Neither optimistic nor cynical, merely pragmatic, the series captures the tension between youth and maturity, dreams and inevitability. It also includes perhaps the best image in the show: Mickey stands with one foot on his shine box, pointing at a potential customer’s feet with a cocked head and world-weary gaze. More than 70 years later, the workaday futility is achingly potent and heartbreaking.
Published or not, Kubrick’s work at Look proved a fertile training ground for his inevitable move into filmmaking. “It was tremendous fun for me at that age, but eventually it began to wear thin especially since my ultimate ambition had always been to make movies,” Kubrick told Michel Ciment in 1980. “Photography certainly gave me the first step up to movies.”
He left Look in 1950, and a year later RKO-Pathé released Kubrick’s 16-minute documentary The Day of the Fight, based on his Look series on boxer Walter Cartier.
He shot two more shorts, Flying Padre (1951) and The Seafarers (1953), before making his first narrative feature, the war film Fear and Desire (1953).

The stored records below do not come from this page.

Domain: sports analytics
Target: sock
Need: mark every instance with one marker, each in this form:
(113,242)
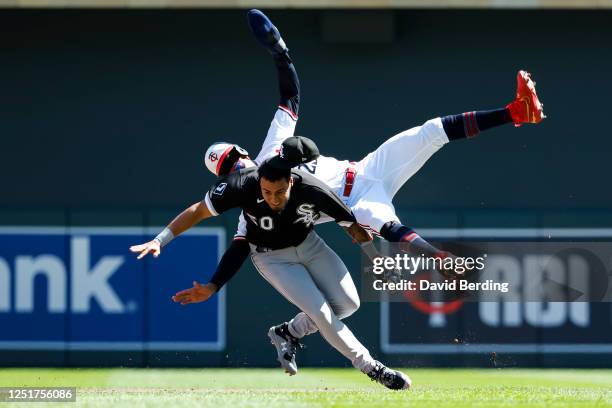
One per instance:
(469,124)
(283,331)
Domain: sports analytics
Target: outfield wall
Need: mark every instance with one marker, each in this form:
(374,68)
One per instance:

In a mixed review for the New York Herald Tribune, Otis L. Guernsey Jr. nevertheless praised the film’s photography as “excellent—the forest seen in Rashomon lights and shades and there are several eerie effects gained by silhouetting human beings in back-lighting.”
Through a Different Lens is an extraordinary chronicle of Kubrick’s evolving aesthetic, the photographs providing a unique insight into the education of one of the all-time great filmmakers. Experiencing this work, which for too long has been given short shrift, inspires a renewed exhilaration to watching his hard-nosed noirs Killer’s Kiss (1955) and The Killing (1956).
These first true “Kubrick films” are where everything comes together, and unsurprisingly they lean on experiences from his days as a shooter for Look — boxing, the races, people on the margins — and the storytelling prowess he harnessed at the magazine.
“I think people should see the photography as a part of the overall work of his life, and as a source of where he came from,” says John Cameron, president of the Stanley Kubrick Archive. “I always thought the movies were just a series of still photographs at high speed, put together.”
Through a Different Lens: Stanley Kubrick Photographs is at the Museum of The City of New York, through October 28.